Recuerdo el debate en torno a aquellas mujeres que llevaban a sus hijos al trabajo, no tanto a causa de un imprevisto o una urgencia, sino como filosofía de vida. Parecía el mundo ideal: los chiquitines dibujaban, hacían los deberes o dormitaban mientras ellas agarraban el teléfono y resolvían su agenda con seguridad y temple. Pero resultaba ardua tarea la de completar la cuadratura del círculo. De repente, se alcanzaban picos críticos, de la llantina sincopada al clásico “me aburro”. Crear escuelas infantiles dentro de algunas oficinas contribuyó a defender espacios cercanos entre padres e hijos, sin mezclar el biberón con el informe trimestral, aunque no bastaba.
Conciliación me ha parecido siempre una palabra tramposa, evoca aquellas interferencias en las emisoras en onda media cuando se nos colaba Radio Montecarlo. Como si creyésemos que un lenguaje, el de las cuentas de resultados y los objetivos, y otro en cuya jerga habitan pataletas y terrores infantiles pudieran llegar a generar una verdadera conversación. Imaginamos que bastaría con parcelar horarios y marcar un tiempo para trabajar y otro para ejercer de padres, y por un momento sentimos las ventajas de ese tabique mental que separa higiénicamente pañales y contratos. Pero los asuntos de los hijos no se desvanecen en la oficina, tan solo se esconden. Lo hemos comprobado con el llamado teletrabajo : en nuestras videoconferencias a menudo se han infiltrado muñecos de peluche y piezas de Lego, visibilizando el malabarismo cotidiano que supone compatibilizar ambos mundos.
Hace unos días un unicornio se coló en la BBC, ya que la hija de la doctora Clare Wenham no estaba conforme con tener que compartir la atención de su madre con la audiencia.

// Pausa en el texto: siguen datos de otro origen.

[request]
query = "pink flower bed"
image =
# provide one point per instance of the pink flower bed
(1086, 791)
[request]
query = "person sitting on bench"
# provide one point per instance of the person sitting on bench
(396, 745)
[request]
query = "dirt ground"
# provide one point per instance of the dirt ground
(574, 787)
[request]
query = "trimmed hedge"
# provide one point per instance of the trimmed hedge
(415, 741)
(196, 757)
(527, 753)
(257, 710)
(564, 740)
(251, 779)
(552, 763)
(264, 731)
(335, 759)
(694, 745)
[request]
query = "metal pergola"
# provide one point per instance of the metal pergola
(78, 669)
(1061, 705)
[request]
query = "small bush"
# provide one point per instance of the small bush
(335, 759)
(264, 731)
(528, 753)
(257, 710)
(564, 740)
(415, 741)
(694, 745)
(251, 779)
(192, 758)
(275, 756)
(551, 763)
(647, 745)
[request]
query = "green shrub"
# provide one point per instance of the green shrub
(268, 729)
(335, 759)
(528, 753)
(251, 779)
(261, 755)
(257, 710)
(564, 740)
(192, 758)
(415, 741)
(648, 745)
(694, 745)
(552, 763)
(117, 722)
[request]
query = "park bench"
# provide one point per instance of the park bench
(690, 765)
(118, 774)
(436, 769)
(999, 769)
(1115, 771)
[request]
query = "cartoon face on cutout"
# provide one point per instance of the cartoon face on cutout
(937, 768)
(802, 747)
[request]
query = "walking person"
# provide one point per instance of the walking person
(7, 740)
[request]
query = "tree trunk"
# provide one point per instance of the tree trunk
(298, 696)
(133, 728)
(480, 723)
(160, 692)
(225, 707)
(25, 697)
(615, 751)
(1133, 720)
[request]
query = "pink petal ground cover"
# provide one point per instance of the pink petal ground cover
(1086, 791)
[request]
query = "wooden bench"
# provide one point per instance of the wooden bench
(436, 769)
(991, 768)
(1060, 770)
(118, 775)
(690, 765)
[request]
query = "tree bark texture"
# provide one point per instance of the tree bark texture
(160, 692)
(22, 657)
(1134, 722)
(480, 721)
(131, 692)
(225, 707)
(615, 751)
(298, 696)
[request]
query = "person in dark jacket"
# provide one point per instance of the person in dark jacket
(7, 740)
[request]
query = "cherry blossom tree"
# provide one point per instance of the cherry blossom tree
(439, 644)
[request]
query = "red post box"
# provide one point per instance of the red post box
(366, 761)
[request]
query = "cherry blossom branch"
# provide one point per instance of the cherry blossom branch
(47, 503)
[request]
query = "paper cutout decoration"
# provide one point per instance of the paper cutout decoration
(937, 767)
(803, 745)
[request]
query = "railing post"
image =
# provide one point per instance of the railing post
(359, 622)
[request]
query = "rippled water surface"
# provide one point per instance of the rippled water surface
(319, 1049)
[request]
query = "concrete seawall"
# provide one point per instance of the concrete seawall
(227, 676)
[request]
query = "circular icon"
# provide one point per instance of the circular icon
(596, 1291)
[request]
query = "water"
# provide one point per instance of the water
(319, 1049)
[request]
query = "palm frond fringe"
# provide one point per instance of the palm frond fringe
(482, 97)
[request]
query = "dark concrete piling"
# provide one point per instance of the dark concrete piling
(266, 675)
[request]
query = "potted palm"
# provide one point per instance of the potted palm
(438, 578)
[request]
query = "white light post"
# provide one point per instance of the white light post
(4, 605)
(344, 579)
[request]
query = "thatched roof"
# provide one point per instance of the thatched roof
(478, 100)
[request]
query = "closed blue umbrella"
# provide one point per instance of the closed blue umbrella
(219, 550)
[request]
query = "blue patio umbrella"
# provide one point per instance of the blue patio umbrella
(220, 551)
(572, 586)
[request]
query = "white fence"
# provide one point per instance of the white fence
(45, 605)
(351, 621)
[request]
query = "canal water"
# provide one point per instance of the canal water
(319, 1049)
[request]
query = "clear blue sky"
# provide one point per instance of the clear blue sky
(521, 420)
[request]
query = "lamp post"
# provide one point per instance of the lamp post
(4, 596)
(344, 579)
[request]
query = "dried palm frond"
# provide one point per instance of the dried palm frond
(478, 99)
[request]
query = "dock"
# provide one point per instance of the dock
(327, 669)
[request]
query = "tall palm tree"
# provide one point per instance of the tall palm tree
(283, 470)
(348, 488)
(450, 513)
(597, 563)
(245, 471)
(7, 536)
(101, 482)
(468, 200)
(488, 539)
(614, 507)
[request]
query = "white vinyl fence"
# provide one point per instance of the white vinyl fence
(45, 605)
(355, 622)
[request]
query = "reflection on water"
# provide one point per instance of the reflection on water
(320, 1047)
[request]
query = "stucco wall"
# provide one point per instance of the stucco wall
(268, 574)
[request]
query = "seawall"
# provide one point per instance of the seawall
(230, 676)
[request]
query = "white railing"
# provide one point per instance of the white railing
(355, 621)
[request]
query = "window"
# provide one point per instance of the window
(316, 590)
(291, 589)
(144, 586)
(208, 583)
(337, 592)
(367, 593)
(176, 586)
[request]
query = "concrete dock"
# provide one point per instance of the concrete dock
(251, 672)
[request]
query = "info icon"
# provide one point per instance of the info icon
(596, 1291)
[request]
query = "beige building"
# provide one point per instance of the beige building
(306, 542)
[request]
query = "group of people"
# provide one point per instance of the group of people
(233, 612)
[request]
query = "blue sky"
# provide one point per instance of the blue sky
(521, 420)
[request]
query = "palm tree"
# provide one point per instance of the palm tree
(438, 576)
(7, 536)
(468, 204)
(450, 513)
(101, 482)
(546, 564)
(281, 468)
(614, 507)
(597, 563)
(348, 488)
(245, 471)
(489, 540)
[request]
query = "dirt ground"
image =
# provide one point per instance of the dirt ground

Imagino los avisos previos, inservibles: “Por favor, es importante que ahora no hagas ruido…”. La pequeña Scarlett, en cambio, nos regaló toda una exhibición de poder dentro del plano, tanto que el ojo curioso del espectador se posaba en ella más que en los conocimientos médicos de su experta madre.
Cuántas mujeres se reconocerían en ese temblor interior que una intenta disimular cuando los hijos se meten en la casilla del trabajo. A lo contrario ya estamos acostumbradas: les hemos robado horas para pagar facturas y de paso realizarnos a medias. En el confinamiento, la brecha de género se ha mantenido: el 40% de las madres se ha hecho cargo de los menores frente al 21% de los padres. El teletrabajo, y más en verano, se ceba doblemente con el espinazo de las mujeres. Maldita brecha que no descansa ni en vacaciones.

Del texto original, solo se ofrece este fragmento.